CNN Lab 1: Classification of Human Blood Cells using PyTorch

Classify human blood cell images with PyTorch, progressing from a minimal CNN to an advanced CNN and finally to VGG16.
Author
Affiliation

Christophe Avenel

NBIS

Running on colab

To run this notebook on Google Colab:

  1. Download the notebook from this link.
  2. Go to colab.research.google.com, then File → Open notebook → Upload and select the downloaded file.
  3. Make a copy to your own Google Drive before starting your work, so that your changes are saved.
  4. Download and unzip the data by running the following in a new cell:
Code
!wget https://user.it.uu.se/~chrav452/workshop_NN_DL_cnn_data.zip
!unzip workshop_NN_DL_cnn_data.zip

Classification of Human Blood Cells using Convolutional Neural Networks

For this lab, we use the image set Human White Blood Cells (BBBC045v1) from the Broad Bioimage Benchmark Collection [Ljosa et al., Nature Methods, 2012].

Using fluorescence staining (Label‐Free Identification of White Blood Cells Using Machine Learning (Nassar et. al)), each blood cell has been classified into one of 5 categories:

  • B cells (lymphocytes)
  • T cells (lymphocytes)
  • eosinophils
  • monocytes
  • neutrophils

Blood cell illustration (Wikipedia)

(Illustration from Wikipédia)

Brightfield dataset

For this lab, we only kept Brightfield images and cropped them into small grayscale patches of 32×32 pixels:

Blood cells dataset

These patches are in the data/bloodcells_small/ folder, split into testing and training sets.

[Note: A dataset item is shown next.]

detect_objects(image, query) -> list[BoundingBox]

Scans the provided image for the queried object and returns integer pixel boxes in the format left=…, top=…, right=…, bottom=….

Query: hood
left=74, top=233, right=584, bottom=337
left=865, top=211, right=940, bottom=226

In each set, images are split according to their categories:

└── data
    └── bloodcells_small
        ├── test
        │   ├── B
        │   ├── T
        │   ├── eosinophil
        │   ├── monocyte
        │   └── neutrophil
        └── train
            ├── B
            ├── T
            ├── eosinophil
            ├── monocyte
            └── neutrophil

Our goal is to use convolutional neural networks to automatically classify blood cells into one of the five categories, using only the 32×32 pixels brightfield images.

Setup

Code
import random
import itertools
from typing import Optional
from collections import Counter

import numpy as np
import matplotlib.pyplot as plt
import plotly.graph_objects as go

import torch
import torch.nn as nn
import torch.optim as optim
from torch.utils.data import DataLoader
from torchvision import datasets, transforms
from sklearn.metrics import confusion_matrix

# Check for GPU
device = torch.device('cuda') if torch.cuda.is_available() else torch.device('cpu')
print(f"Using device: {device}")

Loading the data

We use ImageFolder and DataLoader to create loaders for the training and testing datasets. ImageFolder reads the class of each image from the directory structure.

We also match the per-sample centering / standardization from the original Keras notebook (samplewise_center=True, samplewise_std_normalization=True) with a small custom transform.

Code
IMG_SIZE = 32
BATCH_SIZE = 8
NUM_CLASSES = 5


def samplewise_standardize(x: torch.Tensor) -> torch.Tensor:
    """Zero-mean, unit-std per image (matches Keras `samplewise_*` flags)."""
    return (x - x.mean()) / (x.std() + 1e-6)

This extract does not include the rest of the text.